Verse 1 starts with “O Lord, God of my salvation…” Heman knew the story of his people. God’s faithfulness in bringing them out of Egypt. In Exodus 6, God says to Moses, “Moreover, I have heard the groaning of the people of Israel whom the Egyptians hold as slaves, and I have remembered my covenant. Say therefore to the people of Israel, ‘I am the Lord, and I will bring you out from under the burdens of the Egyptians, and I will deliver you from slavery to them, and I will redeem you with an outstretched arm and with great acts of judgment. I will take you to be my people, and I will be your God, and you shall know that I am the Lord your God, who has brought you out from under the burdens of the Egyptians.” (v.5-7)

The simple answer is that he, and all the Israelites that sung this together, could lament to God their sorrow, because this same God, the Lord, showed faithful in his promise of redemption.
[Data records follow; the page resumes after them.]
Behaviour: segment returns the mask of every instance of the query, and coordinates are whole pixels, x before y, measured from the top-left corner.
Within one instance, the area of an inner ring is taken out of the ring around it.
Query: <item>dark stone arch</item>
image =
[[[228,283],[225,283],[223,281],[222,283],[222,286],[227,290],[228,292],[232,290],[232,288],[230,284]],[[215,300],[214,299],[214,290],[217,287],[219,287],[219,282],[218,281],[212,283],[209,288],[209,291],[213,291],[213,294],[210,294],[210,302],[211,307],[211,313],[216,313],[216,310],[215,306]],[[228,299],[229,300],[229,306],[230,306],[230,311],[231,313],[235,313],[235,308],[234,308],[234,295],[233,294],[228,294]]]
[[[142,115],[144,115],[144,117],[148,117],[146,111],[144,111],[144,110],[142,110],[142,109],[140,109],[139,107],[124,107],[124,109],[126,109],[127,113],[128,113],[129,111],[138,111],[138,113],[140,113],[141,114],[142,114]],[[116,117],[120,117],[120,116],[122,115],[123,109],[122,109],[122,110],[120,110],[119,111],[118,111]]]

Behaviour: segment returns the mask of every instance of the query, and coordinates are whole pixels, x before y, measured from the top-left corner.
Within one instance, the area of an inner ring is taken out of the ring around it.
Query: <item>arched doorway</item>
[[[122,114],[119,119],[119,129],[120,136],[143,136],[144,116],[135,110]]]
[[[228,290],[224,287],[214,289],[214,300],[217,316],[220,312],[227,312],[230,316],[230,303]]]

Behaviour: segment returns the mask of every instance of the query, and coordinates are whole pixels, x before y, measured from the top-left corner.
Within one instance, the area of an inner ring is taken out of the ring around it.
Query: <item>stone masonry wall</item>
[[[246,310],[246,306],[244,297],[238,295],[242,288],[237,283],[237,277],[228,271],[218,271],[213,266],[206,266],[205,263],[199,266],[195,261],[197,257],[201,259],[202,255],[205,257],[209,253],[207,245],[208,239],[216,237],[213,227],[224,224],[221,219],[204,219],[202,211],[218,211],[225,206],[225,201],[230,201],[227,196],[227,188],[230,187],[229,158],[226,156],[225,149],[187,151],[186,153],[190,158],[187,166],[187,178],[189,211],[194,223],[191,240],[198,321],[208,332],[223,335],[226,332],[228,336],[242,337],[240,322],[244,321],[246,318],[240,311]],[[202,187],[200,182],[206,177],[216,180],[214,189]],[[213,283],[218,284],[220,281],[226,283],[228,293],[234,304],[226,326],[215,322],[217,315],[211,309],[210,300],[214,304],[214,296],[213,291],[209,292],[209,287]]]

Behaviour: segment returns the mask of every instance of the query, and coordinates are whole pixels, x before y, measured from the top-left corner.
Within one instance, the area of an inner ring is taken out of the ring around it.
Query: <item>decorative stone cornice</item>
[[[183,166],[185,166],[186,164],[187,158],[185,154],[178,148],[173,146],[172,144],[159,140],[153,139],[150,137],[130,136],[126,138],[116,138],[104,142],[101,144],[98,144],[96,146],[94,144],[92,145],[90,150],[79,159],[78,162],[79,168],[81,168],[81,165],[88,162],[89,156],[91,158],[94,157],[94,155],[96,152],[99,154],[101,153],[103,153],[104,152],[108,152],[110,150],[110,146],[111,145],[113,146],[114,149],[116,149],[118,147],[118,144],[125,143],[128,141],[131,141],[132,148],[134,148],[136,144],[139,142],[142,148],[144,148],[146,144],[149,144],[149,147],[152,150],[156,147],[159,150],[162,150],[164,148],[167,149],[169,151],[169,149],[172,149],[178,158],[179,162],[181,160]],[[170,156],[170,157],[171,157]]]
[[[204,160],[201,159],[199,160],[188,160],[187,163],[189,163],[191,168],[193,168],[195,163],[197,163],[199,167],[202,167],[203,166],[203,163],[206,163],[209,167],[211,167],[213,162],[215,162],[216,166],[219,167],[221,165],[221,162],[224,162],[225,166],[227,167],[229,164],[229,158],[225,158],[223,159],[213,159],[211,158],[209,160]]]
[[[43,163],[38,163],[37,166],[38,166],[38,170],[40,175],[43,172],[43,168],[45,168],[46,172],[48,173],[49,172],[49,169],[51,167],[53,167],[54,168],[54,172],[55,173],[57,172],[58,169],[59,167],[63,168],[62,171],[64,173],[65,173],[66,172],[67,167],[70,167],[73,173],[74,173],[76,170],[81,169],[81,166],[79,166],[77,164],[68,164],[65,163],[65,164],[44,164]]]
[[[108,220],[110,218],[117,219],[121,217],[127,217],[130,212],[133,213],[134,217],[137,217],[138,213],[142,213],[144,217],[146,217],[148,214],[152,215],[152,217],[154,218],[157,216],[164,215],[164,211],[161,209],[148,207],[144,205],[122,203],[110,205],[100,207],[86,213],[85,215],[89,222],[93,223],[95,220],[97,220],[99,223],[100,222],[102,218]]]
But what about those Israelites in Exodus who had not yet seen redemption happen - how did they respond to Moses when he told them what God was going to do? “They did not listen to Moses, because of their broken spirit and harsh slavery” (v.9). They were so engrossed in their immediate and real despair that the good news of hope and salvation fell on deaf ears. How often this happens still in our own lives. Do we come openly to the Lord with our struggles, because of our hope of salvation or do we close ourselves off to Him because what’s going on now is too hard and too harsh?

Christ, in his flesh, experienced extreme sorrow and sympathizes with our weakness. In Hebrews 5, we read “In the days of his flesh, Jesus offered up prayers and supplications, with loud cries and tears, to him who was able to save him from death, and he was heard because of his reverence. Although he was a son, he learned obedience through what he suffered. And being made perfect, he became the source of eternal salvation to all who obey him…” (Hebrews 5:7-10).

Stop and think for a moment: Christ, who is our salvation, still learned obedience and he learned it through what he suffered. I pray that we, too, learn obedience through our suffering just like Christ so that we may also “share in his glory” (Romans 8:17). In the words of the writer of Hebrews, “Let us then with confidence draw near to the throne of grace, that we may receive mercy and find grace to help in time of need” (Hebrews 4:16).